One of the most remarkable features of Heirloom Bulldog is its thematic concentration on hunger. In McGee’s configuration, the appetite never doubts its unappeasable epistemology: it quivers through our beings as a desire ominous in its self-attachment; we cannot relinquish it except at the peril of extinction. Each individual creature in this menagerie of poems is poised at an existential edge in which its choices seem to serve as its species’ proleptic fate. Whether coyote, wild boar, lizard, python, rat, lioness, crow, pigeon, or wasp, McGee depicts the peculiar hybrid of a dilemma each finds itself oscillating within.
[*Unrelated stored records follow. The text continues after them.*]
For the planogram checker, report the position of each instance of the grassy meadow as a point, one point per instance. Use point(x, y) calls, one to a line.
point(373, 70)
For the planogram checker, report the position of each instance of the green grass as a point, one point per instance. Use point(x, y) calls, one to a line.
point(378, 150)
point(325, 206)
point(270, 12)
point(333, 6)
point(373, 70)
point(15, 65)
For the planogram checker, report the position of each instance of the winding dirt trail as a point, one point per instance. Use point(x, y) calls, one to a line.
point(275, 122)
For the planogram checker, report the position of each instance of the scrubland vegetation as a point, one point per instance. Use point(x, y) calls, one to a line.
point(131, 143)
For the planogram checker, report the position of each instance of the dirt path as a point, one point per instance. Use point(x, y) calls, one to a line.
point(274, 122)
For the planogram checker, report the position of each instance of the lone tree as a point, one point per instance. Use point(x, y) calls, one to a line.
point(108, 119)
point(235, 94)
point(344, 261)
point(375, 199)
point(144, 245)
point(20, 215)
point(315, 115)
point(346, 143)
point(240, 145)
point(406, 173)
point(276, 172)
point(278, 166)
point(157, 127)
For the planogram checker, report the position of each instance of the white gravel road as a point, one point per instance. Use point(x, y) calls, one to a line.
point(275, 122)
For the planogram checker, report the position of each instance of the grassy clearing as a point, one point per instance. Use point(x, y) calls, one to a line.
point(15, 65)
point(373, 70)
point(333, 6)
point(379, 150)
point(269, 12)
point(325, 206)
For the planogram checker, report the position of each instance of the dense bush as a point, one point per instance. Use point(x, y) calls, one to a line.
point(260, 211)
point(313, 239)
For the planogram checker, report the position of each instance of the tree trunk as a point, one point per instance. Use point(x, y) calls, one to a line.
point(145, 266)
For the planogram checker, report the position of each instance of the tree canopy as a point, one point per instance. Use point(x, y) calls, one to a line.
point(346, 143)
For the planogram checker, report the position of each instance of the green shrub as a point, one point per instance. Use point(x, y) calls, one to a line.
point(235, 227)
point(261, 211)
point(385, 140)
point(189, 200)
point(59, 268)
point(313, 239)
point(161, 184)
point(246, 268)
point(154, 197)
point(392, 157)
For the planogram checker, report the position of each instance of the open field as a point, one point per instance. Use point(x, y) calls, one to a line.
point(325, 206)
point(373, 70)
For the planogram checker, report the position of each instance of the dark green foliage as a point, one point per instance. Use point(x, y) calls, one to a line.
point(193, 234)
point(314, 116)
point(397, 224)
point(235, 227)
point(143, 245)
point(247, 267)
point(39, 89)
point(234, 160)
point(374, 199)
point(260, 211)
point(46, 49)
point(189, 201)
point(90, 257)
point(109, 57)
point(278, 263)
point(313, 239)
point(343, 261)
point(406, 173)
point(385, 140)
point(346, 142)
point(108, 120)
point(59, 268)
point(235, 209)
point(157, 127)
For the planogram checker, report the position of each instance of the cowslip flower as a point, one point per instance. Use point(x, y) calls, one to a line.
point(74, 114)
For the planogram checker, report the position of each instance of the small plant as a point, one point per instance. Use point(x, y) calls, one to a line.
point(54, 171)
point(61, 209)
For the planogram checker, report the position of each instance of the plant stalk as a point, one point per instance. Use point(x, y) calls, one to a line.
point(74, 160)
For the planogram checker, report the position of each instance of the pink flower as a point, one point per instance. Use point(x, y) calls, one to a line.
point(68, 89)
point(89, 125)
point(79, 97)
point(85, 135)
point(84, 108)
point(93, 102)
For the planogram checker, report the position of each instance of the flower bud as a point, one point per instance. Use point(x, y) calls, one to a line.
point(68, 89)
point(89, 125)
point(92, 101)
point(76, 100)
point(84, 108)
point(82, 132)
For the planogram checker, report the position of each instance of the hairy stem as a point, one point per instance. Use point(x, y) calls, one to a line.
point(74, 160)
The narrator extends her empathy (“I have always wanted animals / wanted them on my side.”), but only so far. The first poem recalls her first use of a weapon to kill a rabbit, and in doing so, she acknowledges the irreversible momentum of a predator’s consciousness: (“Something had to be stopped, / and it would not be me.”) Later on in the sequence, she conflates the imagery from a televised program of baby elephants brought down by a pack of lionesses with the end of a romantic relationship that she has terminated with equal deliberation.

On at least one occasion, McGee hints that an animal is a prosthetic symbol for her own struggle to ground herself in a solid continuity:

this invasion thrills me;

a creature that seized his place

when others said,

you don’t belong.

(

The same tone of fierce persistence concludes her tribute to coyotes, in which she describes them as:

….a panting blur

hovering at the edges of dreams,

not so much wanting in,

as already there.

That McGee’s poems have been “already there” for quite some time is evident in her full-length collection, Sober Cooking. These poems focus on the discontinuity of attachment; the human animal turns out to be as hungry for submersion in the company of another person as any physical pang for nutrition. That need is strong enough to endure death vigils, and Sober Cooking is especially impressive in keeping control of feelings that could easily boil over.

Sober Cooking devotes many of its poems to meditating on a love relationship with a woman suffering from a defective heart, which must be replaced if she is to survive and live to any age resembling a normal life-span. The book, therefore, flutters within a field of poetics that converts what might have tended toward the confessional school and brings it closer to memoir. The intensity of the life or death situations of these poems serves as a reminder of how we ourselves should proceed:

I see your surprised smile

as I pull out a tiny bottle,

squeeze a glistening bead

onto your fingers

I’m giving you all kinds

of permission – and I feel

that tender rush, as you

slow us down.

In “Dinner Date” McGee recounts the importance of lingering. A lover chooses an image of “a pink cactus splayed / against stucco” to magnify. The thumb and forefinger deftly coax eros out of hiding as the “lavender tongue, / ….. the nodding spiky bloom” becomes a quietly consecrated foretelling.

Of late, I have yearned for more formal arrangements in poetry, and often find myself wanting a more emphatic drum kit providing percussion to the poem’s upswelling. My guess is that not many reviews will mention McGee’s lineation. Though free verse has long gone beyond being a given poetics, McGee gives it an edge in her best poems that accentuates our language’s percussive capacities for dialogic insight into a poem’s themes.

An attendant

with a merman’s wet, black curls

rolled me down a hallway

under a fluorescent keyboard –

dark, light, dark, light, dark –

and I was stored somewhere safe.

Then a nurse was standing

by my bed, offering

apple juice and crackers,

and I was back

in the world of teeth

and trains, the world I hate

and love.

(“The Dark Visit Before a Routine Procedure”)

The alternation of dark and light is more than mere visibility. It hints at the kind of uncertain on-off switch of choice that underpins the human predicament: “There are two kinds of people – those afraid / of heights, and those who imagine / jumping” (“Flight”). The heartbeat of “dark. light, dark. light, dark” is the echo at the core of McGee’s quiet, almost whispered meditations. The pulse of Sober Cooking is worth putting your fingers to, if only to help you feel your own heart beat for all its worth: the risk of giving yourself to someone else.